Para ulama sering menjelaskan bahwa zuhud adalah ketika dunia berada di tangan, bukan di hati. Harta hanya menjadi sarana untuk berbuat kebaikan, membantu sesama, dan mendekatkan diri kepada Allah. Ketika harta datang, ia bersyukur. Ketika harta pergi, ia tetap tenang, karena yang paling ia cintai adalah ridha Allah.
Imam Hasan Al-Bashri pernah berkata, “Zuhud bukan dengan mengharamkan yang halal dan bukan pula menyia-nyiakan harta, tetapi zuhud adalah ketika apa yang ada di sisi Allah lebih engkau percaya daripada apa yang ada di tanganmu.” Nasihat ini mengajarkan bahwa ukuran zuhud adalah kepercayaan hati kepada Allah, bukan pada dunia yang kita miliki.

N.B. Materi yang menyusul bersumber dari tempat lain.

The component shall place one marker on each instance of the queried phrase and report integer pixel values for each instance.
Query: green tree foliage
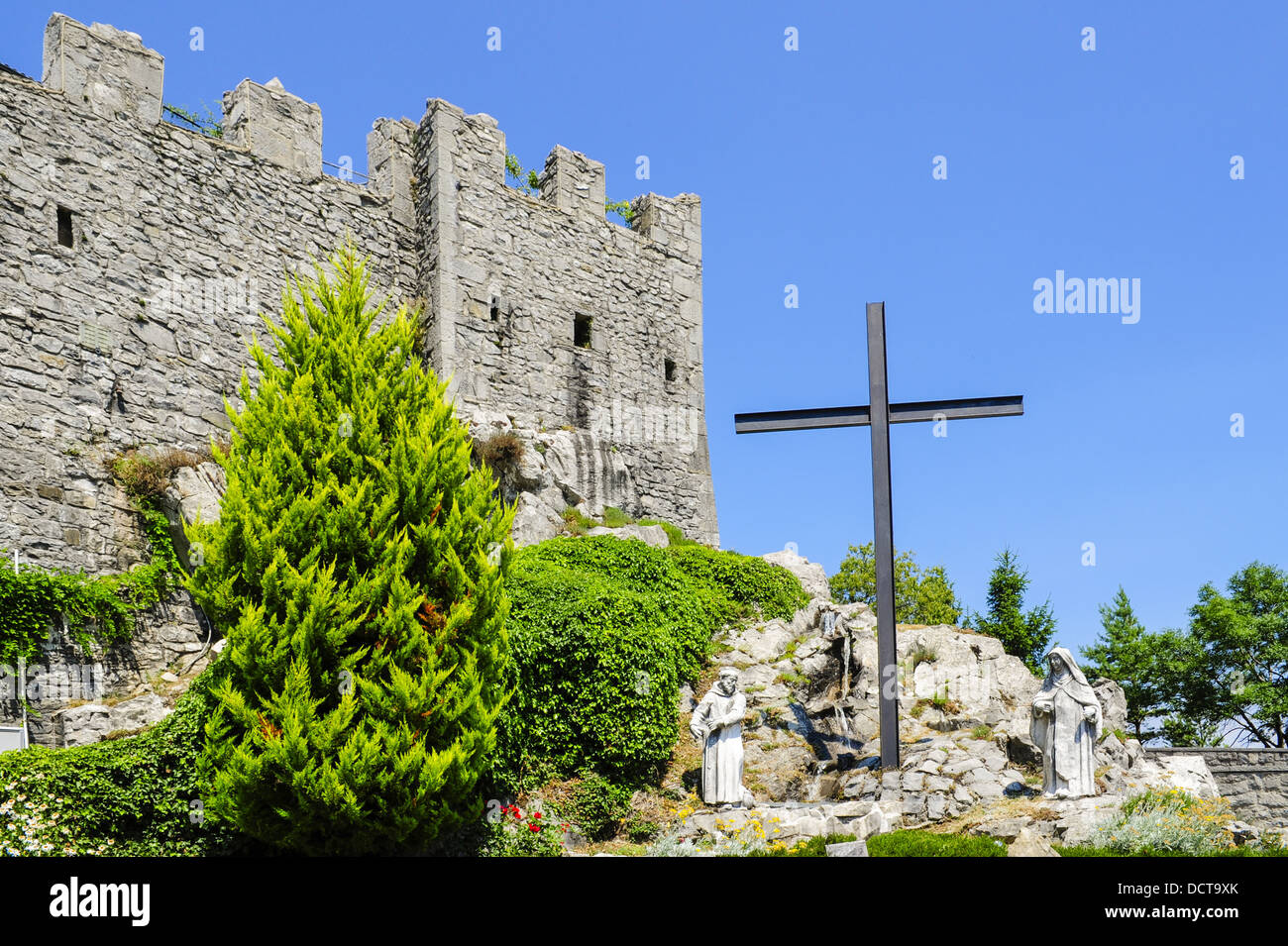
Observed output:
(1228, 679)
(921, 596)
(1127, 654)
(1022, 633)
(359, 572)
(604, 632)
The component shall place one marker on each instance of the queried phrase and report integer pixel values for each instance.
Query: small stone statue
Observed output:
(1065, 726)
(717, 721)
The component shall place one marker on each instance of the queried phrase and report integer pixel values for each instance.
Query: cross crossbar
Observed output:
(909, 412)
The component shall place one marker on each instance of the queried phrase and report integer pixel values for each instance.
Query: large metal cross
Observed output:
(879, 415)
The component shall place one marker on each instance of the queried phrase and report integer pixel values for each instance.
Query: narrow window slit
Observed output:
(64, 227)
(581, 331)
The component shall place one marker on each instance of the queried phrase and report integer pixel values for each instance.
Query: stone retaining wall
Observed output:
(1254, 781)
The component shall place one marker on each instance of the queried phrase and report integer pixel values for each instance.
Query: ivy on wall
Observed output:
(95, 610)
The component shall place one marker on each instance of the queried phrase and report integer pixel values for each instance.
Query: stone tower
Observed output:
(136, 257)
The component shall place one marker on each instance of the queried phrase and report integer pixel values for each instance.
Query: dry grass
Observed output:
(147, 476)
(498, 452)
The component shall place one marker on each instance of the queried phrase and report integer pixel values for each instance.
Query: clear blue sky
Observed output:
(814, 168)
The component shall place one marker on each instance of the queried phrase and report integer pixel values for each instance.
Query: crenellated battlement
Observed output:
(137, 257)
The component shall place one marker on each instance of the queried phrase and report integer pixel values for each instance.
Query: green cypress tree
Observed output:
(1022, 633)
(1128, 656)
(359, 571)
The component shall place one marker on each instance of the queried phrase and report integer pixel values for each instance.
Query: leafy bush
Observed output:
(599, 806)
(136, 796)
(357, 569)
(95, 610)
(603, 632)
(921, 596)
(514, 834)
(918, 843)
(1168, 821)
(673, 532)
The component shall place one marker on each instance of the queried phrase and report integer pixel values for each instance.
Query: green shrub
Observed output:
(603, 632)
(599, 806)
(751, 583)
(357, 569)
(575, 523)
(1168, 821)
(516, 834)
(95, 610)
(918, 843)
(614, 517)
(673, 532)
(642, 830)
(137, 795)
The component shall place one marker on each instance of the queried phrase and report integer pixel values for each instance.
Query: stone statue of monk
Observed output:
(1067, 719)
(717, 721)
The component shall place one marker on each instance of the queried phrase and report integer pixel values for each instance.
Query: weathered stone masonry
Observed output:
(136, 258)
(1254, 781)
(137, 331)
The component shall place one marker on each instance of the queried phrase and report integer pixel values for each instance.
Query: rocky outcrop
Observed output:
(91, 722)
(811, 729)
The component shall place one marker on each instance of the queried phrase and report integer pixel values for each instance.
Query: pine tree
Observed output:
(1022, 635)
(1126, 653)
(921, 596)
(359, 572)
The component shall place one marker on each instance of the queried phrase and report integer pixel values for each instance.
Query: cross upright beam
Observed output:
(879, 413)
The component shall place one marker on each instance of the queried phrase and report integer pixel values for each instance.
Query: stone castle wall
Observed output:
(1254, 781)
(137, 257)
(138, 331)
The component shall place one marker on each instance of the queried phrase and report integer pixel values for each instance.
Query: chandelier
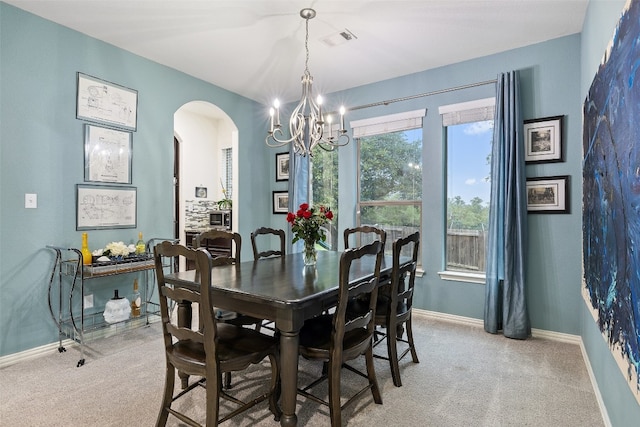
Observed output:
(308, 126)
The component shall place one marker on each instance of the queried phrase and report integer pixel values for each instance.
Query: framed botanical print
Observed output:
(543, 140)
(548, 194)
(282, 166)
(280, 202)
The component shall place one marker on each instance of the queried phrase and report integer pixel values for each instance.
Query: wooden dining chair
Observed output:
(263, 234)
(336, 339)
(209, 351)
(359, 236)
(394, 311)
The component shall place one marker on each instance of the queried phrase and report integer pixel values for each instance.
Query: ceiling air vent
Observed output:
(339, 38)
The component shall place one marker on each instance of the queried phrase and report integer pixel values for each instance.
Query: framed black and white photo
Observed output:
(543, 140)
(280, 202)
(107, 155)
(105, 206)
(548, 194)
(282, 166)
(201, 192)
(106, 103)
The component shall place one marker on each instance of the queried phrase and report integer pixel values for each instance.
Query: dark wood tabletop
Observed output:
(286, 291)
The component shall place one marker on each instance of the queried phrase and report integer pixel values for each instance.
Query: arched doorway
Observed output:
(206, 144)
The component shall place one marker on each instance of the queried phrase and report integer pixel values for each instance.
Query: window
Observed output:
(324, 190)
(390, 173)
(469, 135)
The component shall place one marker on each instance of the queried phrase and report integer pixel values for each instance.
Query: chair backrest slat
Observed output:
(365, 232)
(401, 288)
(233, 240)
(266, 232)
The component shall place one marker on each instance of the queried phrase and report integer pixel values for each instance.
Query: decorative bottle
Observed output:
(136, 301)
(140, 246)
(87, 258)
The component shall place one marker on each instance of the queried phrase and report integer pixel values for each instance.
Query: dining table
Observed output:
(285, 291)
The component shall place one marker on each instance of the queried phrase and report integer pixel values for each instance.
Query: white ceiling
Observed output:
(256, 48)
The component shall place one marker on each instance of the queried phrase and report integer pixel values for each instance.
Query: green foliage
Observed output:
(385, 168)
(472, 216)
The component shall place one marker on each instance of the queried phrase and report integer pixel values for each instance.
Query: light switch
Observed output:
(30, 201)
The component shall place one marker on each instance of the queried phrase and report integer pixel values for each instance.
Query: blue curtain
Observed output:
(505, 300)
(298, 191)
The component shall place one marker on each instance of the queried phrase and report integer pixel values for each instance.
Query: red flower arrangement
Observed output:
(306, 222)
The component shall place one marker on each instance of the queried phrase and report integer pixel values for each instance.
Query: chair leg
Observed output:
(392, 352)
(371, 376)
(414, 353)
(275, 388)
(213, 401)
(227, 380)
(169, 383)
(334, 394)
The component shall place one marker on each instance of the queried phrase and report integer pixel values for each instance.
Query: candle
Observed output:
(271, 112)
(276, 105)
(319, 101)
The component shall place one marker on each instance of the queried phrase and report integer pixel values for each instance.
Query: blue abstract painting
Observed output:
(611, 195)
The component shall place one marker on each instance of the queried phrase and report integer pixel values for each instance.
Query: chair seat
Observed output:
(315, 336)
(358, 306)
(236, 344)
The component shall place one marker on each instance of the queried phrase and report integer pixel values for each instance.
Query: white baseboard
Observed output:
(33, 353)
(538, 333)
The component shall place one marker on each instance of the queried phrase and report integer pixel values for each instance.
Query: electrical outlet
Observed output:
(30, 201)
(88, 301)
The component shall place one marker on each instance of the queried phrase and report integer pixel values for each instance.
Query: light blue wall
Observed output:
(623, 409)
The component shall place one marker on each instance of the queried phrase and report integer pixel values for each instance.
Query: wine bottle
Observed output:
(140, 246)
(87, 258)
(136, 301)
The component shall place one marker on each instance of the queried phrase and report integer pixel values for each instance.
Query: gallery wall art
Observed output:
(611, 196)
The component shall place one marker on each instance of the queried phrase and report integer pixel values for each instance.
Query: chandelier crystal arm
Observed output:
(307, 122)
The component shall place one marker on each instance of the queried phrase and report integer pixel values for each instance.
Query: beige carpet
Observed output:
(465, 377)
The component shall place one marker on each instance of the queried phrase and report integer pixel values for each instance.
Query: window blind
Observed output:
(389, 123)
(467, 112)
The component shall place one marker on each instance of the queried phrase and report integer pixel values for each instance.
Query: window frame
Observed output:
(453, 114)
(381, 125)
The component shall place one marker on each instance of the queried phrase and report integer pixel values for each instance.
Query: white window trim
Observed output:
(460, 276)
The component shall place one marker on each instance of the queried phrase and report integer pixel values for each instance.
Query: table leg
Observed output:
(289, 377)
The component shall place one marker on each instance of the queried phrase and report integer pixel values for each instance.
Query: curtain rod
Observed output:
(435, 92)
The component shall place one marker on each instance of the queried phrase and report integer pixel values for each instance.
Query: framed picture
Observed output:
(201, 192)
(104, 206)
(107, 155)
(106, 103)
(282, 166)
(280, 202)
(543, 140)
(548, 194)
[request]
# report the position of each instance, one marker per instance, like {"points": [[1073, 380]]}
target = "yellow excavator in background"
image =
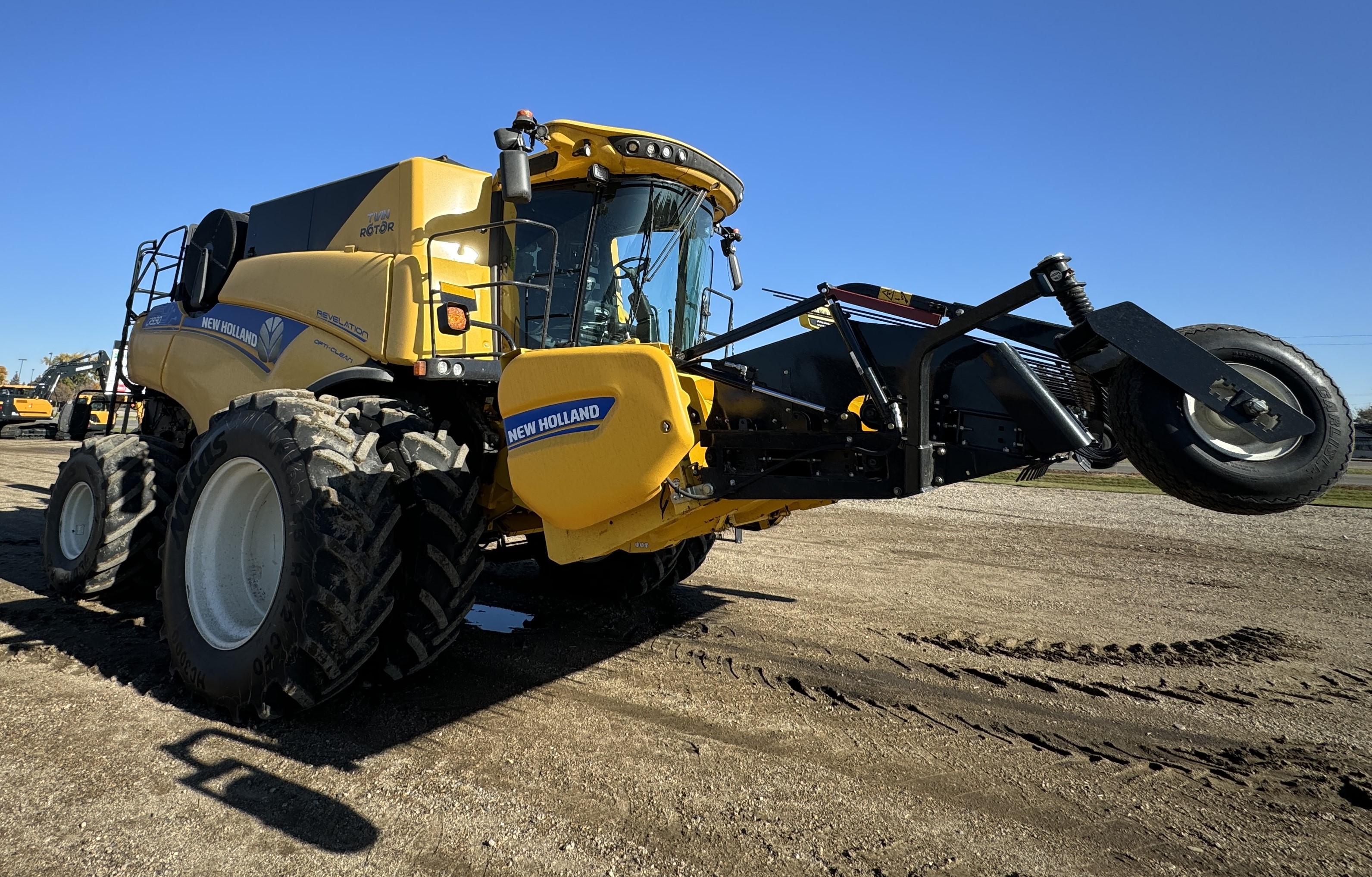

Karena itu, seorang pedagang bisa menjadi orang yang zuhud. Seorang pejabat pun bisa menjadi orang yang zuhud. Bahkan seorang yang hidup sederhana belum tentu zuhud jika hatinya masih dipenuhi ambisi dunia. Semua kembali pada kemelekatan hati.
Di tengah kehidupan modern yang penuh persaingan, sikap zuhud justru sangat penting. Ia membuat seseorang tidak rakus, tidak silau dengan jabatan, dan tidak kehilangan arah ketika mendapatkan harta. Dunia dijadikan alat untuk kebaikan, bukan tujuan utama kehidupan.
Maka hakikat zuhud bukanlah meninggalkan dunia sepenuhnya, tetapi menempatkan dunia di bawah kendali hati yang selalu terhubung dengan Allah. Ketika hati sudah seperti ini, dunia tidak lagi memperbudak manusia, tetapi justru menjadi jalan menuju keberkahan dan kebahagiaan sejati.